Global Regulatory Development

  • Global regulatory environment for gene editing technologies remains positive
    • As a global bellwether for genetic technologies regulation, the EU regulatory process for New Genomic Techniques (NGTs) continues to advance, with key language regarding the ability to patent NGT plants, plant parts, or material agreed upon and final text being refined across the draft regulations.
    • On May 6, 2025, the UK government made progress toward implementing its regulatory framework for Precision Bred Organisms (PBOs), scheduled to go live on November 13, 2025. The Department for Environment, Food and Rural Affairs (DEFRA) and the Food Standards Agency (FSA) have published guidelines for industry and Cibus has participated as a test case for the UK’s new review process, as the Company has been active in field testing for the past two years.
    • During the California Rice Commission's Rice Certification Committee Meeting on February 26, 2025, the Commission approved Cibus' field research proposal, marking the first time gene edited Rice has been authorized for planting in California.
    • In April 2025, the Ministry of Agriculture and Livestock in Ecuador determined that Cibus’ HT1 and HT3 Rice traits are equivalent to those developed through conventional breeding and subject to the same regulations as conventional seed in accordance with the provisions of the Organic Law of Agrobiodiversity, Seeds and Promotion of Sustainable Agriculture and its Regulations. Ecuador strictly prohibits the commercial planting of transgenic (GMO) crops.
    • In June 2025, USDA-APHIS determined Cibus’ HT2 herbicide-tolerance trait in canola is "not regulated" under USDA biotechnology regulations (7 CFR Part 340), marking the 17th Cibus trait to be so designated by the agency, and thereby addressing a key commercialization hurdle in the United States.

Progress within Opportunity Programs and Other Business Updates

In addition to the Cibus' self-funded Rice herbicide tolerance trait program and its actively advancing a partner-funded and/or -supported sustainable ingredients programs, the Company's deep trait pipeline provides several additional opportunities for partner-funded programs.

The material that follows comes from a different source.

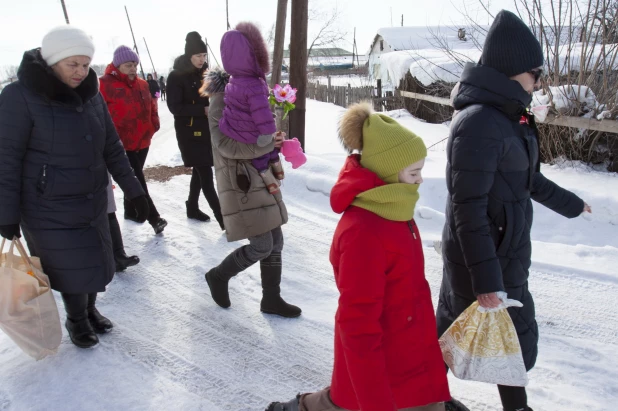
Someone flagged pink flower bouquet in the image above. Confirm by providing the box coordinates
[268,84,296,119]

Opportunity Pipeline Traits and Programs

  • Traits in Canola (Available for Partnership)
    • Completed 2025 UK field trials for Pod Shatter Reduction in Winter Oilseed Rape (WOSR – winter canola), demonstrating encouraging performance, positioning these traits for potential future partner development.
    • In October 2025, announced positive field trial results for second-generation herbicide tolerance (HT2) edited Canola in North America. Following successful greenhouse evaluations, Cibus conducted HT2 Canola field trials in small plots during the 2025 growing season at two U.S. locations, confirming both acceptable herbicide resistance of this improved version of the HT2 trait and similar yield to the unedited parent. The HT2 trait can be stacked with other herbicide resistance traits, giving growers additional options and greater flexibility in weed management.
    • In March 2025, Cibus announced that controlled environment testing of its third mode of action for Sclerotinia resistance in Canola demonstrated enhanced resistance.
    • Cibus and Biographica are collaborating to use Biographica’s AI platform and have identified several new gene editing targets for improving Sclerotinia resistance traits in canola and oilseed rape.
  • Nutrient-use Efficiency (Root Microbe Symbiosis) (Available for Partnership)
    • In June, Cibus confirmed its ongoing collaboration agreement with the John Innes Centre on a breakthrough nutrient use efficiency trait, which has the potential, with future external funding, to create significant commercial opportunities across Cibus' crop portfolio, by addressing the global fertilizer efficiency challenge where only one-third of applied fertilizer is typically absorbed by plants.
  • Soybean Platform (Available for Partnership)
    • In January 2025, the Company successfully edited a Soybean cell for its HT2 trait, achieving sufficiently high editing rates that enabled expanded development of its Soybean platform, for which the company continues to maintain development as part of its Sustainable Ingredients program.
  • Wheat Platform (Available for Partnership)
    • The Company has successfully regenerated plants from single cells in a wheat cultivar, opening up the potential to accelerate trait partner funded development in one of the world’s most cultivated crops.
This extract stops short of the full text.